Parts of the world are on course for temperature rises higher than the internationally agreed ‘safe’ limit, according to new research.
Scientists at the University of Exeter say concentrations of greenhouse gases already present in the atmosphere will drive warming over certain land regions higher than 1.5C above pre-industrial levels.
The temperature rises could impact on trees and plants, they warn, and may influence how some cities are designed.
The latest findings could have implications for discussions on global temperature thresholds, set out to avoid “catastrophic” climate change.
A limit of 1.5C was agreed at United Nations climate summit in Paris last December. World leaders had previously signed up to restricting warming to less than 2C.
The team say there are two main reasons for the result.
Even if carbon dioxide concentrations could be fixed at the current 400 parts per million, they say, the planet would keep warming towards a new higher equilibrium level.
It is presently out of balance, with oceans removing large amounts of heat from the atmosphere. But this will decline as the planet reaches a stable climatic state.
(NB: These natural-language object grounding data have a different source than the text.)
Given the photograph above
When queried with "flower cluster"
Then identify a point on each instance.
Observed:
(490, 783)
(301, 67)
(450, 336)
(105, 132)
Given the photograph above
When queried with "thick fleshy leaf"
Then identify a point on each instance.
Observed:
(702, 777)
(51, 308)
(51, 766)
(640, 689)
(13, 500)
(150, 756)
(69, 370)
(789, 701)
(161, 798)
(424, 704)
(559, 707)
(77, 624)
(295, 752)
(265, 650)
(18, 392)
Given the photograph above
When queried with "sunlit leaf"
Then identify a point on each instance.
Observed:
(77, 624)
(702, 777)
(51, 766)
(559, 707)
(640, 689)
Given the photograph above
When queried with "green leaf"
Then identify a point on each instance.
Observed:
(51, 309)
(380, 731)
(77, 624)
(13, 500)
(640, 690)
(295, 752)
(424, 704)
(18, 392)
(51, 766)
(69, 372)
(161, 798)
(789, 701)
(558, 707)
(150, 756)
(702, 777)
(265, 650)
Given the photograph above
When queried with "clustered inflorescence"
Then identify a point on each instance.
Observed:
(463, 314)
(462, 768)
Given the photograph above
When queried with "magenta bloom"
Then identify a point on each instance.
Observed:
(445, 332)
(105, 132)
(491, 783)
Secondly, warming rates over land are considerably higher than the global average, which includes temperatures over the oceans.
Lead author Dr Chris Huntingford said: “What this paper does is reiterate that the oceans are currently acting as a very strong sink of heat.
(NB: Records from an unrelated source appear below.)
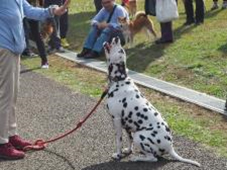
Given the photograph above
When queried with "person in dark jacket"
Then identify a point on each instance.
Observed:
(216, 6)
(199, 12)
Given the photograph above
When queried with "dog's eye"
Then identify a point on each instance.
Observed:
(121, 51)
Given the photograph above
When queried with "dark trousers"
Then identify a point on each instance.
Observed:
(166, 31)
(34, 28)
(217, 0)
(98, 5)
(64, 25)
(199, 11)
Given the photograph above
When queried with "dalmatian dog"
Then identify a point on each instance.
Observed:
(131, 111)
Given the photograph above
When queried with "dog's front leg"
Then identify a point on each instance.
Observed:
(129, 149)
(118, 135)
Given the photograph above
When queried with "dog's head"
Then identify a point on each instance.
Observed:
(114, 51)
(116, 59)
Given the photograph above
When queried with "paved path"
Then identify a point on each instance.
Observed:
(192, 96)
(46, 108)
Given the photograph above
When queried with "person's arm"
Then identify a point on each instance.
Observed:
(37, 13)
(98, 17)
(119, 12)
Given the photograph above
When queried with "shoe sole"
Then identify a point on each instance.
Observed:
(10, 158)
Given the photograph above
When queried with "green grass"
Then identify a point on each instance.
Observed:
(197, 59)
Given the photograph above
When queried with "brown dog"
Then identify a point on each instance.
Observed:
(131, 28)
(131, 7)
“Even if carbon dioxide was somehow stabilised at current levels, additional warming will occur as we move towards an equilibrium climate state.”
Co-author Dr Lina Mercado added: “Our findings suggest that we are committed to land temperatures in excess of 1.5C across many regions at present-day levels of greenhouse gases.
“It is therefore imperative to understand its consequences for our health, infrastructure and the ecosystem services upon which we all rely.”